US Ambassador to Mexico Ken Salazar made a statement yesterday recognizing the opportunity Mexico and the US have to collaborate in leading the region’s transition towards clean energy, with the automotive sector being an example. At Salazar’s request, the Mexican Association of the Automotive Industry (AMIA) published the “Transition to Electromobility in Mexico” report analyzing the present and future of EVs and hybrid models in the country.
“We support AMIA’s efforts to facilitate the transition of Mexico’s vehicle fleet to electric-based cars that would eventually replace internal combustion engine (ICE) vehicles to fulfill our shared goal of a brilliant future for the North American region,” said Salazar.

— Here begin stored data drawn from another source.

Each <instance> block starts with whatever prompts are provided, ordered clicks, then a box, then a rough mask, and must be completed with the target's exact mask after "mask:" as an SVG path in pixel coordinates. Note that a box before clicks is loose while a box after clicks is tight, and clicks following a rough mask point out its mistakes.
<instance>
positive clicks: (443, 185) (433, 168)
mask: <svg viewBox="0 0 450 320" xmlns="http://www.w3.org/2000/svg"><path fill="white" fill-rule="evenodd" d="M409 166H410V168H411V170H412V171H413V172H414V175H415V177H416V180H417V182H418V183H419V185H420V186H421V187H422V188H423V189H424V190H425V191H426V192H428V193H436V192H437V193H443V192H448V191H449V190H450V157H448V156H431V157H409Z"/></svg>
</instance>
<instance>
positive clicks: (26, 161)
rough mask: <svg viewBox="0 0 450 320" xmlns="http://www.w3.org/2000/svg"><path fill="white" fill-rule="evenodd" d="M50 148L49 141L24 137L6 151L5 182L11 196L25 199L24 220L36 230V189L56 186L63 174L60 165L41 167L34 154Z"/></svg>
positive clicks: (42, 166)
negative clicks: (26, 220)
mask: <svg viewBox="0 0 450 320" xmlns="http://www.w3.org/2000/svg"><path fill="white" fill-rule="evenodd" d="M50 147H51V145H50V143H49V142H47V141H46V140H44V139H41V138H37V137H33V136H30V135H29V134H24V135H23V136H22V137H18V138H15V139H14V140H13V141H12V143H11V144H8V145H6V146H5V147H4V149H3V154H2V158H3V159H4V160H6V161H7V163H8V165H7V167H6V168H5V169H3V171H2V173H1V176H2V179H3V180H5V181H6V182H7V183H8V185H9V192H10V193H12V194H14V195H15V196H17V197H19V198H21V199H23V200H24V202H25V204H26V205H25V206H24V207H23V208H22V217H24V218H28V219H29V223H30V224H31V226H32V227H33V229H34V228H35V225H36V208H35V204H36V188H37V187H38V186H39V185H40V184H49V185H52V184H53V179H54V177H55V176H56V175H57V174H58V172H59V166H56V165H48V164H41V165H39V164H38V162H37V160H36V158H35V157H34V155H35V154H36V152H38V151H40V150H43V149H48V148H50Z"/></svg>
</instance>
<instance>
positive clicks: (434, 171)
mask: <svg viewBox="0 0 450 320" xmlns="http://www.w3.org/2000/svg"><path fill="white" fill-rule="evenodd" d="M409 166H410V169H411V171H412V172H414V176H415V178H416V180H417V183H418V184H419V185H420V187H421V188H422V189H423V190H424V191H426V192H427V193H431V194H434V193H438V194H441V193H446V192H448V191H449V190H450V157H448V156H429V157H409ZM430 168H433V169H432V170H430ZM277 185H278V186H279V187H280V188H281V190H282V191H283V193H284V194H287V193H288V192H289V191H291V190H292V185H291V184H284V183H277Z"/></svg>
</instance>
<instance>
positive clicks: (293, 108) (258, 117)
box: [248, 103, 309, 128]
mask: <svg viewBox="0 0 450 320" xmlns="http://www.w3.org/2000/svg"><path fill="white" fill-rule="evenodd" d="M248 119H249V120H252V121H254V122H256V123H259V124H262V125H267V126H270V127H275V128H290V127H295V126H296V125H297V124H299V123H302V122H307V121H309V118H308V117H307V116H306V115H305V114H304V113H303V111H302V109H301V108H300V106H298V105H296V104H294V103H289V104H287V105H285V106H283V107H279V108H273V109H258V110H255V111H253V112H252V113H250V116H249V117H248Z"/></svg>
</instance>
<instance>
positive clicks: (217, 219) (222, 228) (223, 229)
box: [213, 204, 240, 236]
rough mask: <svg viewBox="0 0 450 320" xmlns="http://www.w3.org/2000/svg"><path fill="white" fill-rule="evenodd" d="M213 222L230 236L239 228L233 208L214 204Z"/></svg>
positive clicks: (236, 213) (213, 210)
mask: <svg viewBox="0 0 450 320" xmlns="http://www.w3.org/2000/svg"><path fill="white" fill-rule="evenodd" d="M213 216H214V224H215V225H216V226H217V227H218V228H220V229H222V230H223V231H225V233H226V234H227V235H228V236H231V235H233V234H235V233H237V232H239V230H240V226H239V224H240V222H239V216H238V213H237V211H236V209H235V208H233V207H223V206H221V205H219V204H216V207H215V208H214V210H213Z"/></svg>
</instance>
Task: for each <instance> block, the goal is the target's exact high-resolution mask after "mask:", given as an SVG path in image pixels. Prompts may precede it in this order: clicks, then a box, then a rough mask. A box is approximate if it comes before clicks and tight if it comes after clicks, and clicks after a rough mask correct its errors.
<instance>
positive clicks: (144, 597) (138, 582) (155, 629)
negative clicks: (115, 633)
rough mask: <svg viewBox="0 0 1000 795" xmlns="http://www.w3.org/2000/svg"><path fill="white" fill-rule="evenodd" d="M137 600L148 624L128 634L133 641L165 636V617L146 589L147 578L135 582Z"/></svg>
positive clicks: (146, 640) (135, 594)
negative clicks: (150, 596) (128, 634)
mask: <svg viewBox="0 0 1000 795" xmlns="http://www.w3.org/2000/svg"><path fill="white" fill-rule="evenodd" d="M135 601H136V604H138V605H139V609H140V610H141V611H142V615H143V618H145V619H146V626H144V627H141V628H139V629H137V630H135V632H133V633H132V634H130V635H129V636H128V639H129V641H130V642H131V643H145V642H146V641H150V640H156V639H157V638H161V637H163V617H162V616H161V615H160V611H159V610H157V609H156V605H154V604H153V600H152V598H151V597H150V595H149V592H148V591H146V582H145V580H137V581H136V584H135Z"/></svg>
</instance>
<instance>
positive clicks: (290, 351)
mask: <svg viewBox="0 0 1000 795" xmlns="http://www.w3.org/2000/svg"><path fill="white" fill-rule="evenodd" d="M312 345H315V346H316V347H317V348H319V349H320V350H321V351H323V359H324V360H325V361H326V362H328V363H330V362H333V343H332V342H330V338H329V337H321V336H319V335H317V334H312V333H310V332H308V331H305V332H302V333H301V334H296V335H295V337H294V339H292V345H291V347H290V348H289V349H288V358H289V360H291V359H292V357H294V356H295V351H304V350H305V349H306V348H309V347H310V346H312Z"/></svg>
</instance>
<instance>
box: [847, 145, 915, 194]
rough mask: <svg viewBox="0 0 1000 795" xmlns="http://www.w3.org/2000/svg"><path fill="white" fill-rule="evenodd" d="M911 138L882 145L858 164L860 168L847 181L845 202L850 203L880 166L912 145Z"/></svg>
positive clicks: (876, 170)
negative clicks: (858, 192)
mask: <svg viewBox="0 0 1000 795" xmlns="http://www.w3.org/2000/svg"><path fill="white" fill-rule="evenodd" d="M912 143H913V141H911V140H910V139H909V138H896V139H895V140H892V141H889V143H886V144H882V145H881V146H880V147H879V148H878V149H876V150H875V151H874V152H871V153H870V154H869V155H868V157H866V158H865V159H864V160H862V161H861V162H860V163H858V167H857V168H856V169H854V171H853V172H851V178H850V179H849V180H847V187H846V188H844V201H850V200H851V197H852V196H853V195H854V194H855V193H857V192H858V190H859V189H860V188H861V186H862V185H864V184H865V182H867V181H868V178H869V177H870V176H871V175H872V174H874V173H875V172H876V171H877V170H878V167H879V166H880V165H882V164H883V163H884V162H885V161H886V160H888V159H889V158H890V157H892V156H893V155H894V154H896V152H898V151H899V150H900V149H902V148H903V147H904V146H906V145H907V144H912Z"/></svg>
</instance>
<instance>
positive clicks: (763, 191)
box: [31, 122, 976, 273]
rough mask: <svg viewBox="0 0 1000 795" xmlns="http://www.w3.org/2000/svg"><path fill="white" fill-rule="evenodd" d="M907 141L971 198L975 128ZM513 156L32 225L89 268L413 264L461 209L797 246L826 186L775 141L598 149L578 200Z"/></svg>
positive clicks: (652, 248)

According to the report, technologies and solutions from the automotive industry are already a reality and alternative to ICE vehicles, which continue to dominate the market. However, increased federal leadership in the form of fiscal manufacturing incentives and public policies for increased accessibility are still needed for a faster transition to electromobility.
“The automotive industry has the compromise of bringing the best technologies to contribute to the solution of these issues and, in cooperation with the government, has taken on the challenge of promoting public policies that facilitate fleet electrification and sustainable mobility,” said José Zozaya, Executive President, AMIA.
A true electromobility transition must adapt these technologies into passenger transportation systems, logistics vehicles and compact vehicles in the public and private sectors. According to AMIA, the required steps for a successful transition include: implementing integral public policies that consider the right juridical framework to boost and regulate the use of these new technologies, supporting potential hybrid and electric vehicle consumers with fiscal and non-fiscal incentives and promoting charging station networks and the use of renewable energy at competitive prices to attract electromobility funding and projects into the country.
Some US companies are investing in Mexico to increase electromobility in the region, said Salazar. These include General Motors’ plant in Silao, Guanajuato, which is beginning to manufacture completely electric trucks. The company also invested US$1 billion in EV production in its plant in Ramos Arizpe, Coahuila. Ford also produces 77,000 annual Mustang Mach-E electric vehicles a year.
Salazar did not address US President Joe Biden’s proposed EV tax credits for US union-made EVs, which are part of the Build Back Better Act. The act has been strongly opposed by Mexico and Canada. However, after failing to receive unanimous Democratic support, the acceptance of the Bill as it is currently drafted seems unlikely.
Earlier this month, Mexico also launched a national electromobility transition team with the US to create a binational route toward transport electrification. And with international shipping troubles as a result of foreign affairs increasing nearshoring trends in the region, collaboration between both countries might strengthen.